The streets that wind through the village are cobbled, worn by thousands of feet over hundreds of years, smoother around the entrance to the cafes and bars where feet have scuffled and stopped, turned around or opened the door for refreshment and friendship. Picasso painted here, as did Matisse and Dali and it is to the painters I am bound. Through the archway and down to the rocky harbour I find them, placed like buskers and probably with their own pitches considered sacrosanct. Bonjour I say and more than once as I walk by with only a glance at their work. I know the rules. No artist wants to be gawped at and most certainly do not invite comment. as they apply oils to canvas, eyes on their subject. I look out to where the sun rises pinkly perfect over a calm and submissive sea. Around the curve of the natural harbour an old stone edifice stands sentry. Much of its face is gone but once it would have stood proud as Punch. This is the way in, it would have said to the fishermen and sailors seeking sanctuary.
On the edge of a spit of rock stands a woman in white. Her long dress floats a little in the warm morning breeze but nothing else of her moves. Her hand below a bonnet of white satin is shading her eyes as she looks out to sea. Searching for her husband, says a gruff smokers voice behind me. I am startled back to myself. How did he know I was English? Ah, Madame, he says, English always look English, no matter where they go. I am momentarily disappointed but concede he is probably right. She will not move all day, he continues. She is an art student and this is how she earns money for her studies. I smile and move closer to her. She doesn’t even blink. The heat, I think, the heat! Already, at 7.30 am it is 20 degrees and she has enough clothes on to kit up the whole cast of Hamlet.
I move towards my favourite cafe and sit outside beneath the shade of a tree, one I cannot identify. Cafe Madame? Our, mercie Monsieur. In moments he returns with a small coffee, black, thick and hot. Beside it he places a tiny shot glass of something and winks at me. For the heat, Madame, he says and swings away.
Later we swim. There is a storm gathering and the waves are restless and confused. Himself, snorkelled up, is ferreting about among the rocks whilst I sun myself on the stony beach. When he returns to me I can see something is wrong. He has lost his teeth, pulling them clean out along with the snorkel tube. Lost, he lisps at me. I roll my eyes and feel a small panic rise but the storm is closer now and the waves too high and mighty for a search. I resign myself to a toothless husband who doesn’t care one bit.
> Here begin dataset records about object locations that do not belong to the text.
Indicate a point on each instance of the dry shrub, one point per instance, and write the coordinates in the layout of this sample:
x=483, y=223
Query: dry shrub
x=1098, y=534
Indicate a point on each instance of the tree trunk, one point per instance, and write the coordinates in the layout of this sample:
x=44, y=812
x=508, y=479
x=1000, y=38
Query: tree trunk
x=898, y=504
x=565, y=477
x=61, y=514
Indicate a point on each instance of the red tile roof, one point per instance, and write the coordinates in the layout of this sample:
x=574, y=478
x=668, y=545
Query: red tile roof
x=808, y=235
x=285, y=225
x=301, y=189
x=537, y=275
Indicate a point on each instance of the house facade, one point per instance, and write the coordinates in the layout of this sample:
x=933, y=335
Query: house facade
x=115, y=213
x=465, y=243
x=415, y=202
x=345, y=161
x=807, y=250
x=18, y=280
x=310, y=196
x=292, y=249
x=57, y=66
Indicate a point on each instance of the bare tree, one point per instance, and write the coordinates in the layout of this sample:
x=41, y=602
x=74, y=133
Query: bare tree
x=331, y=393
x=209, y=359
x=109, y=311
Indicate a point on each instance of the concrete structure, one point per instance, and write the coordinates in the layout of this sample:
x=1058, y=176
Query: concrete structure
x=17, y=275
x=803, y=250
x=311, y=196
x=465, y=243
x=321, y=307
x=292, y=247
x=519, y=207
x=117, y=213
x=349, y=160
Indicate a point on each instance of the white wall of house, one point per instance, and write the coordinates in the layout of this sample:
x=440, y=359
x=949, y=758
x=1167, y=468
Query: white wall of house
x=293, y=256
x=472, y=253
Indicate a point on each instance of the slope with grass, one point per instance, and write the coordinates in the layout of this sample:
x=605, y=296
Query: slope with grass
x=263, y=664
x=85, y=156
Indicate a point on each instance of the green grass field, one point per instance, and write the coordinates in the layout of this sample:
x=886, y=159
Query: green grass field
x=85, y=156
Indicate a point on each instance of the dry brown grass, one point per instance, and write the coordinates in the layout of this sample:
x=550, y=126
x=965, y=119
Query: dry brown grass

For three days as the storm rages he orders omelette or scrambled eggs for dinner and thinks the whole thing hilarious. I smoulder across the table. It is, after all, one thing to lose all your teeth to the ocean and quite another to think it amusing, having no intention whatsoever of either organising a new set once we get home or to have any regard for the way I feel watching him lose food through floppy lips and talking like a drunk.
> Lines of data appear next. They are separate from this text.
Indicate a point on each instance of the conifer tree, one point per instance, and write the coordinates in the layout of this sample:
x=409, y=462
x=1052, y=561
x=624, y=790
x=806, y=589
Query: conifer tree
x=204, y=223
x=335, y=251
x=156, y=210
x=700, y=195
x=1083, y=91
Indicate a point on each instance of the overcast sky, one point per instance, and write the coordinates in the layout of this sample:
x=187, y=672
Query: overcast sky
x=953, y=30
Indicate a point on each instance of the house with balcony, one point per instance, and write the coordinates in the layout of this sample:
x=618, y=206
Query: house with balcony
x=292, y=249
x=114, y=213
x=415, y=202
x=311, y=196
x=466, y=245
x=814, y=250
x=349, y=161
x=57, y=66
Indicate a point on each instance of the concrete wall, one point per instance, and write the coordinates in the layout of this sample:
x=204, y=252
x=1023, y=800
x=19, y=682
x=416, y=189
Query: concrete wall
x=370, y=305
After the storm has moved away and the waves, their skirts still upskittled a bit, have calmed, I move into the water. Point at the place you lost them, I call back. He looks at me as he might a crazy woman and guides me. There! he says and turns back to his book. I duck beneath the water and there they are, sitting atop a rock, complete, waiting. Triumphant I lift them to the sky and call out to him. The whole beach looks up as if I had just found gold, which, in my opinion, I have.
We are the talk of our favourite restaurant. C’est impossible! They say and I am a Cheshire Cat. Pas pour moi, Monsieur, I reply. Pas pour moi.